Ainda deitada no balcão, ela se virou, empinando a bunda branquinha de um jeito que fez o vestido preto, já embolado na cintura, exibir cada curva. Hazza lambeu os lábios, a língua saindo provocadora enquanto Louis se aproximava, o pau duro pulsando diante dela.
— Chupa do seu jeitinho, princesa — disse ele, segurando os cabelos dela com firmeza, mas deixando espaço para ela brincar. — Depois, o papai vai foder essa boquinha até você não aguentar mais.
Hazza sorriu, os olhos brilhando com uma mistura de ousadia e timidez, e começou deixando selinhos suaves na cabecinha do pau, saboreando o gosto salgado do tesão dele. No começo, ela chupava só a ponta, lambendo devagar, tentando torturá-lo como ele havia feito com ela. Mas Hazza não tinha o mesmo autocontrole, o desejo a dominava. Logo, ela abriu mais a boca, engolindo o pau o máximo que conseguia, a língua dançando enquanto tentava abrigar o tamanho dele. Suas mãos subiram, apalpando as bolas com cuidado, sentindo o peso delas, enquanto gemia baixo, os olhos fixos no rosto de Louis, que se contorcia de prazer.
— Porra, que boquinha gostosa — grunhiu Louis, a voz rouca, os olhos semicerrados. — Mas você gosta de deixar o papai foder ela, não é?
Sem esperar resposta, ele puxou os cabelos dela com mais força, tomando o controle. Começou a foder a boca gordinha de Hazza, o pau acertando o fundo da garganta dela a cada estocada. Ela se esgasgava, os olhos marejando, mas não recuava, as mãos agarrando as coxas dele para se equilibrar. O vestidinho, completamente embolado na cintura, deixava a bunda branquinha empinada, balançando a cada movimento, os pezinhos dela balançando no ar enquanto Louis metia sem piedade, o som molhado dos lábios dela ecoando no bar vazio.
Louis segurava a cabeça de Hazza com uma mão, os dedos entrelaçados nos cachos dela, enquanto a outra mão apertava e dava tapas firmes na bunda branquinha, deixando marcas rosadas na pele. Ele não aguentava mais a pressão, o calor da boca dela o levando ao limite. Com um gemido rouco, puxou o pau da boquinha dela, admirando o rosto da garota, as bochechas coradas, os olhos brilhando com lágrimas suaves, o batom borrado dando um ar de puro desejo.
— Abre a boquinha, deixa o papai gozar no fundo dessa garganta de putinha — ordenou ele, a voz grave e carregada de tesão. Hazza obedeceu na hora, a língua saindo provocadora, os olhos fixos nos dele, esperando ansiosa. Tomlinson gozou com um grunhido, o leitinho jorrando na boca dela, que engoliu tudo com um sorriso safado, lambendo os lábios enquanto o encarava.
— Boa garota — sussurrou Louis, acariciando os cachos dela com uma ternura que contrastava com a intensidade do momento. Ele deu leves tapinhas com o pau nas bochechas rosadas dela, o som ecoando no bar vazio. — Agora, continue sendo boa e vira essa bunda pra mim.
Hazza sorriu ainda mais, o corpo vibrando de excitação. Ela deslizou do balcão com um movimento lento, tirando o vestido preto num gesto rápido, deixando os peitinhos livres, os mamilos endurecidos pelo ar frio e pelo desejo. Virou-se de costas para Louis, apoiando o tronco na bancada, os pés firmes no chão, a bunda empinada para ele, os peitos esmagados contra a madeira fria. A posição a deixava completamente exposta, vulnerável e pronta, exatamente como ela queria.
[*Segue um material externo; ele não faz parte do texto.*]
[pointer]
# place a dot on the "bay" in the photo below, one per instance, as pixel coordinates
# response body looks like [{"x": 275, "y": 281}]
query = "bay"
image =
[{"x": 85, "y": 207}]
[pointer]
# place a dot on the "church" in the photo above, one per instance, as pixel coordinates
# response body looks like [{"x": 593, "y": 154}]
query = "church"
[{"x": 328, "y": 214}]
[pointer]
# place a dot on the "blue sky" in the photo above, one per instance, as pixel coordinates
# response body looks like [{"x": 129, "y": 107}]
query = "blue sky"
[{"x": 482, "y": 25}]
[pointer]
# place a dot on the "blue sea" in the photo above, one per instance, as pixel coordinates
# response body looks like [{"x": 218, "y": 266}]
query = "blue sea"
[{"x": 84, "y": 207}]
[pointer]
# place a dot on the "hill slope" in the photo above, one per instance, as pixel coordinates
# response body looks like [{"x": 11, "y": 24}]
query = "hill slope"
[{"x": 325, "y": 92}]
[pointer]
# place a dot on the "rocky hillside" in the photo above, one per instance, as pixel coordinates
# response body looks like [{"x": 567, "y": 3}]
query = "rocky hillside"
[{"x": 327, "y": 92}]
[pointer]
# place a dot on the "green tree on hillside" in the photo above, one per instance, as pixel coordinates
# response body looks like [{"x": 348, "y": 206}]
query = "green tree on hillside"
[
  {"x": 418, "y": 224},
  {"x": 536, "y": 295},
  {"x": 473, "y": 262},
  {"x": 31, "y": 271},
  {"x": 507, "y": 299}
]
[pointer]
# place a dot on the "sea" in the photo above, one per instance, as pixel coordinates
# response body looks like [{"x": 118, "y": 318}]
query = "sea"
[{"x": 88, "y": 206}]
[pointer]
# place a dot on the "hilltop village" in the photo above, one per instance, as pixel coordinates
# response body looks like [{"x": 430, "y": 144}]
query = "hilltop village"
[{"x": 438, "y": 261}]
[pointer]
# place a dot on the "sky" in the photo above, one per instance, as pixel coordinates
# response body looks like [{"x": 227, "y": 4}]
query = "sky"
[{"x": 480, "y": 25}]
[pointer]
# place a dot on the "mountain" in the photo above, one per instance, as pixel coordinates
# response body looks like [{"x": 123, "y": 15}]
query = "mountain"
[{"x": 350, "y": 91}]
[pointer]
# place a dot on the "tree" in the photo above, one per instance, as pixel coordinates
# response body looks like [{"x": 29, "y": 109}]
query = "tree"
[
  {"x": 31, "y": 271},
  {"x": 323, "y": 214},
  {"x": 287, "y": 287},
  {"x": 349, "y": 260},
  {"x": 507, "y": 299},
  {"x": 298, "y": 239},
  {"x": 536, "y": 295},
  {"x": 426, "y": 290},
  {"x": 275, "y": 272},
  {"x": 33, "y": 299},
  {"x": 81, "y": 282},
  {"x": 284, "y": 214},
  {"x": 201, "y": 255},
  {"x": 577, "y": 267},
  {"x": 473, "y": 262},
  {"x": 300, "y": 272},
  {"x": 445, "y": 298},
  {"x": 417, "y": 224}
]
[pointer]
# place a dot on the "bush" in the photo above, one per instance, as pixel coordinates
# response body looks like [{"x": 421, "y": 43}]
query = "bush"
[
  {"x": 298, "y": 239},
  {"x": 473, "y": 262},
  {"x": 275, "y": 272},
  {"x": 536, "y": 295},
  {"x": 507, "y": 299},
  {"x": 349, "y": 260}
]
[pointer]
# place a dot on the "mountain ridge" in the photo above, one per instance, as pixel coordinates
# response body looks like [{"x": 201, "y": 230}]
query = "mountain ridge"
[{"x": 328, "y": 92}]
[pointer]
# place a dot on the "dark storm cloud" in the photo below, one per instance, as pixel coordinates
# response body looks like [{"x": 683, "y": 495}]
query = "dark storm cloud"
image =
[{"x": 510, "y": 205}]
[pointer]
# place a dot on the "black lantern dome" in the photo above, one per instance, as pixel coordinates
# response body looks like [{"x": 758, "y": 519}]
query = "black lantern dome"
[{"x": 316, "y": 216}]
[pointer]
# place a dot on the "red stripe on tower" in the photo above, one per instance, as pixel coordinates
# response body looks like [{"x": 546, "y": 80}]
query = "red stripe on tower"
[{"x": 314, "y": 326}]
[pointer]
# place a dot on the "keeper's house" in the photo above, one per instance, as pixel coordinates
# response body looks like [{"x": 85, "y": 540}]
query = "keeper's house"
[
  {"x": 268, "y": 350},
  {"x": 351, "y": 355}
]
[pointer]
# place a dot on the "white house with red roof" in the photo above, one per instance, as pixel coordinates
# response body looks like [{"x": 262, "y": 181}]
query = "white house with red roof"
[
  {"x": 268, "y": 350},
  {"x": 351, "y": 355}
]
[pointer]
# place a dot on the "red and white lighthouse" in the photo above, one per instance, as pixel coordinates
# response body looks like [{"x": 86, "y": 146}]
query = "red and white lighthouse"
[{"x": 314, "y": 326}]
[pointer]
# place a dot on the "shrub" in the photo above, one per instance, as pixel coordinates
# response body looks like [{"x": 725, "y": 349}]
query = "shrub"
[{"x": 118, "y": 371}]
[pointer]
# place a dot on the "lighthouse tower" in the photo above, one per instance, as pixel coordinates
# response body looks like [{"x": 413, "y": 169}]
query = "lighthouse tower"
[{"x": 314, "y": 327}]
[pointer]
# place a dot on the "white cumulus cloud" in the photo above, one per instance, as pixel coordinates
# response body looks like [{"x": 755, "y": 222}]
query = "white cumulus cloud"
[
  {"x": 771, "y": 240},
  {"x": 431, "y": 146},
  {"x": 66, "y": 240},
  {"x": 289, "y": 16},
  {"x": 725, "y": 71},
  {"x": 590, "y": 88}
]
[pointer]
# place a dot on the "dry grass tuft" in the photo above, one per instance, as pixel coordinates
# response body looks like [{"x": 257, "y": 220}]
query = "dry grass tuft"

— Vou foder tanto você hoje que seu namoradinho vai perceber o estrago na sua bucetinha — sussurrou Louis no ouvido de Hazza, a voz rouca e carregada de promessa, o hálito quente contra a pele dela. Ele esfregava o pau duro sobre a bunda empinada da mais nova, sentindo o cuzinho dela contrair de leve sob o toque provocador. — Você é mesmo uma putinha, hein? — continuou, o tom entre o deboche e o desejo. — Nem deu a buceta ainda e já tá louca pra me dar o cuzinho também?
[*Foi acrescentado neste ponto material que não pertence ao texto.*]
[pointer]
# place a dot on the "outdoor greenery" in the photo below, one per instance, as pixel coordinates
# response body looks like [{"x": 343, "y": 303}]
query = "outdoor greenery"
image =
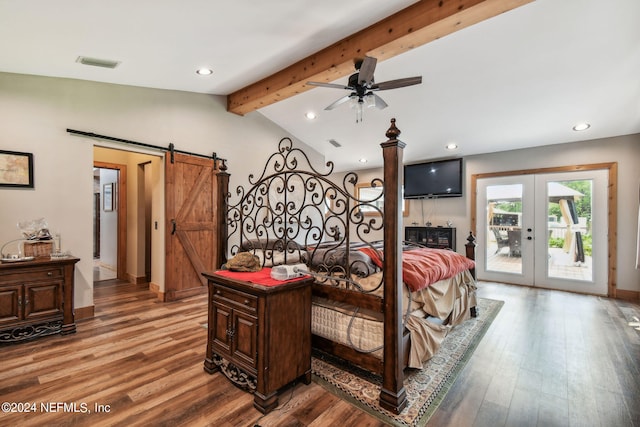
[{"x": 583, "y": 204}]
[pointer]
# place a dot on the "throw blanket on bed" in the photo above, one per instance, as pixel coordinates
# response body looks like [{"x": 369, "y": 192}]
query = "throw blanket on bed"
[{"x": 424, "y": 266}]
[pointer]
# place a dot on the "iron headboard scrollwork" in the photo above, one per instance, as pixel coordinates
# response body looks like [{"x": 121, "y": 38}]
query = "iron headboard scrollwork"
[{"x": 293, "y": 213}]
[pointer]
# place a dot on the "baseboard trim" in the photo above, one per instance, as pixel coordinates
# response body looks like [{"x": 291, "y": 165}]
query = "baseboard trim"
[
  {"x": 136, "y": 280},
  {"x": 155, "y": 288},
  {"x": 84, "y": 312},
  {"x": 628, "y": 295},
  {"x": 174, "y": 295}
]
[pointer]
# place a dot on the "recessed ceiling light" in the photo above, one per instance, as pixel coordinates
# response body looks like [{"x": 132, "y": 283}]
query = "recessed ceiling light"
[{"x": 581, "y": 126}]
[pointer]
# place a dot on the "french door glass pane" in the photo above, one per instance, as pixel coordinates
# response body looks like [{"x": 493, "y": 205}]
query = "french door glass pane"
[
  {"x": 569, "y": 229},
  {"x": 504, "y": 219}
]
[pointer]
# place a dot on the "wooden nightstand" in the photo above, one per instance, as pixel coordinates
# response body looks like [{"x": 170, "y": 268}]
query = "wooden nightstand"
[
  {"x": 36, "y": 298},
  {"x": 259, "y": 336}
]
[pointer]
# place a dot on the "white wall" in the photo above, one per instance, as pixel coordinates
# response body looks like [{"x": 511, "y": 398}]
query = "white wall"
[
  {"x": 36, "y": 111},
  {"x": 625, "y": 150}
]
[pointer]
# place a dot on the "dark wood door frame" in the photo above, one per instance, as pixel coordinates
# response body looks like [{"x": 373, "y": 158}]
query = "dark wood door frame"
[{"x": 121, "y": 194}]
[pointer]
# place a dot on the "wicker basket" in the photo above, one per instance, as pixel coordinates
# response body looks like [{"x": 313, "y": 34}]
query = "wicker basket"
[{"x": 38, "y": 249}]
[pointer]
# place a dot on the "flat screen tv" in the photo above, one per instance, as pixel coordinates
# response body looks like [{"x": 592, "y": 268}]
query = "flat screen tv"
[{"x": 442, "y": 178}]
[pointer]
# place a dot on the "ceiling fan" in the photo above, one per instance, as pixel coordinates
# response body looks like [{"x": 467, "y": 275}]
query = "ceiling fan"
[{"x": 362, "y": 87}]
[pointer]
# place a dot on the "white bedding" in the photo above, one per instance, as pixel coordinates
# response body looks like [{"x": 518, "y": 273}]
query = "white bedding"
[{"x": 447, "y": 300}]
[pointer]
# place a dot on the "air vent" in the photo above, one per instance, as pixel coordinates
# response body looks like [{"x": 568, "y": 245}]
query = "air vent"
[{"x": 95, "y": 62}]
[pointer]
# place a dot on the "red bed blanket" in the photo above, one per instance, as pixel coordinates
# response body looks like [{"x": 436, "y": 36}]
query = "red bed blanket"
[{"x": 424, "y": 266}]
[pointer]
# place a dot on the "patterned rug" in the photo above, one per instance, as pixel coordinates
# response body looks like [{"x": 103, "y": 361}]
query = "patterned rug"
[{"x": 425, "y": 388}]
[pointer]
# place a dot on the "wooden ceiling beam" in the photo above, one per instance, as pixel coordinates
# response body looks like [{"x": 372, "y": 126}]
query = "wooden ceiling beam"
[{"x": 414, "y": 26}]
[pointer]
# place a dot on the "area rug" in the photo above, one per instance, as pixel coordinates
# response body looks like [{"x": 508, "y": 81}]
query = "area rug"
[{"x": 425, "y": 388}]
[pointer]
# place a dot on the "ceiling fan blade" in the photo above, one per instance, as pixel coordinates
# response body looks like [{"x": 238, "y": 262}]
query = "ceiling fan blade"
[
  {"x": 339, "y": 102},
  {"x": 365, "y": 74},
  {"x": 380, "y": 104},
  {"x": 393, "y": 84},
  {"x": 331, "y": 85}
]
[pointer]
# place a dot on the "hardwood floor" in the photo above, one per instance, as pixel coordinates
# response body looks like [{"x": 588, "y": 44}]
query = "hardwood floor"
[{"x": 550, "y": 358}]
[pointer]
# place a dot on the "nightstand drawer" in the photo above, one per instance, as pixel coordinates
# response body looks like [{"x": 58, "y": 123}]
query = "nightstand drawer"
[
  {"x": 240, "y": 299},
  {"x": 32, "y": 275}
]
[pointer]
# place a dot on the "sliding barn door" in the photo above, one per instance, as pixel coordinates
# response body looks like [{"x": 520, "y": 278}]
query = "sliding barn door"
[{"x": 191, "y": 234}]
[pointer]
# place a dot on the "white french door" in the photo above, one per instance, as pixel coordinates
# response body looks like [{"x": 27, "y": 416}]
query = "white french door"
[{"x": 547, "y": 230}]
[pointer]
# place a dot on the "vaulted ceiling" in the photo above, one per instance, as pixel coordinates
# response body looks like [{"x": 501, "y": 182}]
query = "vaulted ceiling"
[{"x": 496, "y": 74}]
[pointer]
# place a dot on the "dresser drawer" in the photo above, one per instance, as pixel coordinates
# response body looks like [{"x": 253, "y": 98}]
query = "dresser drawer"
[
  {"x": 31, "y": 275},
  {"x": 236, "y": 298}
]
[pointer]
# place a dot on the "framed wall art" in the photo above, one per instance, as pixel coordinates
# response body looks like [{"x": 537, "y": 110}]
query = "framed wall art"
[{"x": 16, "y": 169}]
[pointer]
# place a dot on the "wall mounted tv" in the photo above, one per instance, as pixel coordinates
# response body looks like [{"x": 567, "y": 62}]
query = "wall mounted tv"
[{"x": 442, "y": 178}]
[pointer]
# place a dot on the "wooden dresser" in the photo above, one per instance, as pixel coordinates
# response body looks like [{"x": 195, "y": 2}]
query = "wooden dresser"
[
  {"x": 36, "y": 298},
  {"x": 259, "y": 336}
]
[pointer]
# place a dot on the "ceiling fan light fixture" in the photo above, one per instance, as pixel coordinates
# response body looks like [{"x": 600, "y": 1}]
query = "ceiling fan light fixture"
[{"x": 370, "y": 100}]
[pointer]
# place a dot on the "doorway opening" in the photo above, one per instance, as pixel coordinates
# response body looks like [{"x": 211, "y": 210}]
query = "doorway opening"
[
  {"x": 550, "y": 228},
  {"x": 109, "y": 221}
]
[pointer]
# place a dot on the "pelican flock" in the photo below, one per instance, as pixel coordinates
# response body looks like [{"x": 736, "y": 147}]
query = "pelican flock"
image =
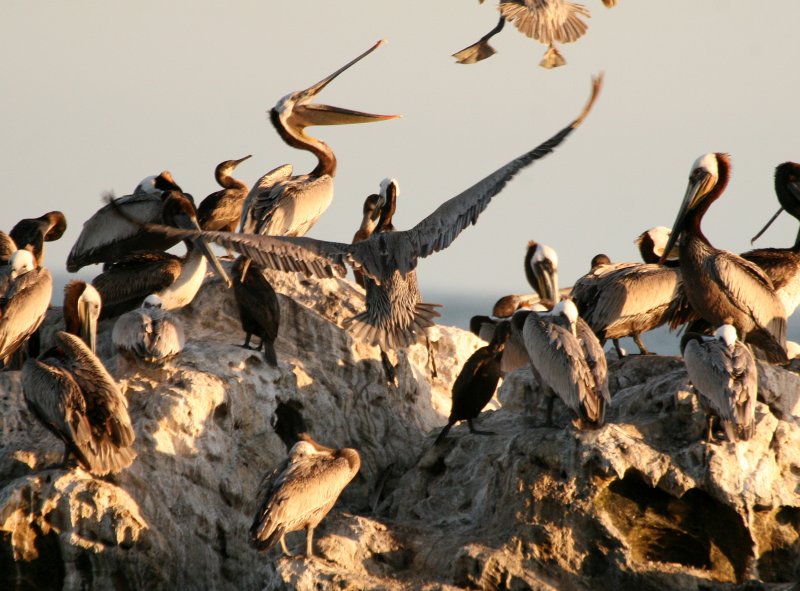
[{"x": 558, "y": 333}]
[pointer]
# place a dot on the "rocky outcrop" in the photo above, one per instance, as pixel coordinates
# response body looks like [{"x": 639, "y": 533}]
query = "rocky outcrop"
[{"x": 642, "y": 503}]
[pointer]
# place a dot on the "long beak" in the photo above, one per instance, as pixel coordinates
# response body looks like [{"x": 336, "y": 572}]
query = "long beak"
[
  {"x": 769, "y": 223},
  {"x": 307, "y": 115},
  {"x": 695, "y": 189},
  {"x": 88, "y": 326}
]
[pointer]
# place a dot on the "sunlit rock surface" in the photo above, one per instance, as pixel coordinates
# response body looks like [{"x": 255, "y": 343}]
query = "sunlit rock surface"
[{"x": 642, "y": 503}]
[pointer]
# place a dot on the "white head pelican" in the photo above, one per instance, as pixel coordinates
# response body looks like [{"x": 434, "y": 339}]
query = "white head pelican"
[{"x": 721, "y": 286}]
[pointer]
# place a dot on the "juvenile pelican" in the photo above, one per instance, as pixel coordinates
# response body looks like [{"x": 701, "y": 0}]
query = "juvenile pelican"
[
  {"x": 222, "y": 210},
  {"x": 73, "y": 395},
  {"x": 259, "y": 309},
  {"x": 149, "y": 333},
  {"x": 782, "y": 265},
  {"x": 25, "y": 302},
  {"x": 174, "y": 279},
  {"x": 723, "y": 372},
  {"x": 568, "y": 360},
  {"x": 108, "y": 237},
  {"x": 628, "y": 299},
  {"x": 719, "y": 285},
  {"x": 82, "y": 305},
  {"x": 547, "y": 21},
  {"x": 284, "y": 205},
  {"x": 300, "y": 493},
  {"x": 477, "y": 381}
]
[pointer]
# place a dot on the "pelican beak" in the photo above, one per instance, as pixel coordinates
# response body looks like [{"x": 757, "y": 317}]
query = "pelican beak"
[
  {"x": 769, "y": 223},
  {"x": 700, "y": 184},
  {"x": 88, "y": 325},
  {"x": 306, "y": 115}
]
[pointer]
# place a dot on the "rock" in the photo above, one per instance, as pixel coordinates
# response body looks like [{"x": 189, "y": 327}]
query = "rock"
[{"x": 641, "y": 503}]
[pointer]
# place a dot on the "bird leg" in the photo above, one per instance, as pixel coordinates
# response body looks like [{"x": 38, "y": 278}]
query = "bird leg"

— Papai, não diz isso, por favor — murmurou Hazza, as bochechas ardendo de vergonha ao ser chamada de putinha, mesmo sabendo que havia verdade nas palavras de Louis. Ela nunca tinha dado aquele lugarzinho, mas agora, sentindo o pau grosso dele esfregar gostoso contra seu cuzinho, o desejo a consumia. Tudo o que ela queria era que Louis a tomasse, que a fodesse até não aguentar mais.
— Por quê? Não é o que você é? Uma putinha sedenta por rola? — retrucou Louis, rindo baixo, a voz carregada de provocação enquanto dava um tapa forte na bunda da mais nova, o som ecoando no bar vazio e deixando uma marca rosada na pele branquinha.
— Lou, por favor, fode a minha bucetinha, papai — implorou Hazza, deixando a timidez de lado. Com as mãos, ela abriu as bandas da bunda, exibindo a xoxotinha molhada e brilhante para Louis, o convite descarado fazendo o corpo dela tremer de antecipação.
— Porra — grunhiu Tomlinson, os olhos fixos no buraquinho reluzente. Ele se aproximou, segurando os pulsos dela com uma só mão, imobilizando-a contra a bancada. A cabecinha do pau dele roçou a entrada da buceta, e quando ele empurrou, o buraquinho apertado abrigou a ponta tão bem que Louis não segurou o gemido rouco. Hazza se contorcia, sussurrando um “Papai, tá doendo” entre gemidos, mas mesmo assim rebolava, o corpo pedindo mais, querendo tudo.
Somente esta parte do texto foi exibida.